Mumbai: Life Insurance Corporation of India (LIC), which holds significant stakes in 10 listed Tata group companies, has begun preparing background notes on firms where shareholder meetings have been called to oust Cyrus Mistry as director, said two people with direct knowledge of the matter.
The insurer’s board members will hold separate discussions to verify the claims made by Tata Sons to remove Mistry in each group company and assess the performance of these firms during the ousted chairman’s tenure, they added.
While LIC has only a 3.2% stake in Tata Consultancy Services Ltd (TCS), the first of the companies to hold an extraordinary general meeting (EGM) on 13 December, it owns a bigger chunk of other firms. It has a 13.6% stake in Tata Steel Ltd and holds 9.8% of Tata Global Beverages Ltd.
“If Tata Sons appointed Mistry as a chairman, the same group can terminate his appointment too. That is not the issue,” said the first person. “The issue is that on what grounds and justifications Mistry is being removed? LIC is examining the arguments made by the Tata group firms in their respective EGM notices.”
After Tata Sons removed Mistry as its chairman on 24 October, it expected him to step down from the boards of listed firms. Mistry refused to do so and the holding firm has been forced to call shareholder meetings to eject him.

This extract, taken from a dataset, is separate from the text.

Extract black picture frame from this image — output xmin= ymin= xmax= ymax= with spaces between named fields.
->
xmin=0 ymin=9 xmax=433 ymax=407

To be sure, LIC doesn’t have to reveal publicly the way it votes and why it votes in a certain way. Typically, for any listed firm in which the state-run life insurer holds a stake, LIC’s own internal departments independently design strategies without involving the board members of the insurer.
But this is a rare case.
“Typically, a company does not remove its chairman or a director in this fashion,” said the first person. Since it also involves large and powerful business groups, “it is a sensitive call and long-term objectives of LIC have to be kept in mind before casting the vote”.
Nor are such board meetings without precedent.
In 1989, LIC faced a similar situation when Dhirubhai Ambani wanted to gain control of Larsen & Toubro Ltd.
“At that time too, LIC’s board members had to hold informal discussions to be able to take its final stance,” the first person added. Eventually, LIC voted to remove Ambani and three other Reliance nominees from the board of L&T, which many believe was at the behest of the V.P. Singh government, which had just taken charge.
Indeed, even in this case, some analysts say LIC will vote the way the government wants it to. The insurer, apart from toeing the government’s line when asked to, is usually non-controversial.
Typically, LIC never takes a firm stance on such issues, said Shriram Subramanian, founder at InGovern Research, a proxy advisory firm. “It’s time it does take a stand one way or the other,” he said, adding that if it does abstain from voting and abdicates its responsibility, the move will be detrimental to Indian capital markets.
Under company law rules, the removal of a director requires a majority of those shareholders present at the meeting and voting. So even if LIC abstains from voting, that is as good as a vote against Mistry.
In a statement issued to its shareholders on 22 November, TCS said Mistry made unsubstantiated allegations that cast aspersions on Tata Sons and its board and “the Tata group as a whole”.
Since Tata Sons holds a 73.26% stake in TCS, the proposal to remove Mistry may not face any hurdles. However, LIC’s voting will be crucial in Tata Steel, Tata Chemicals and other group firms. The Tata Steel EGM is on 21 December, Tata Motors the following day and Tata Power on 26 December.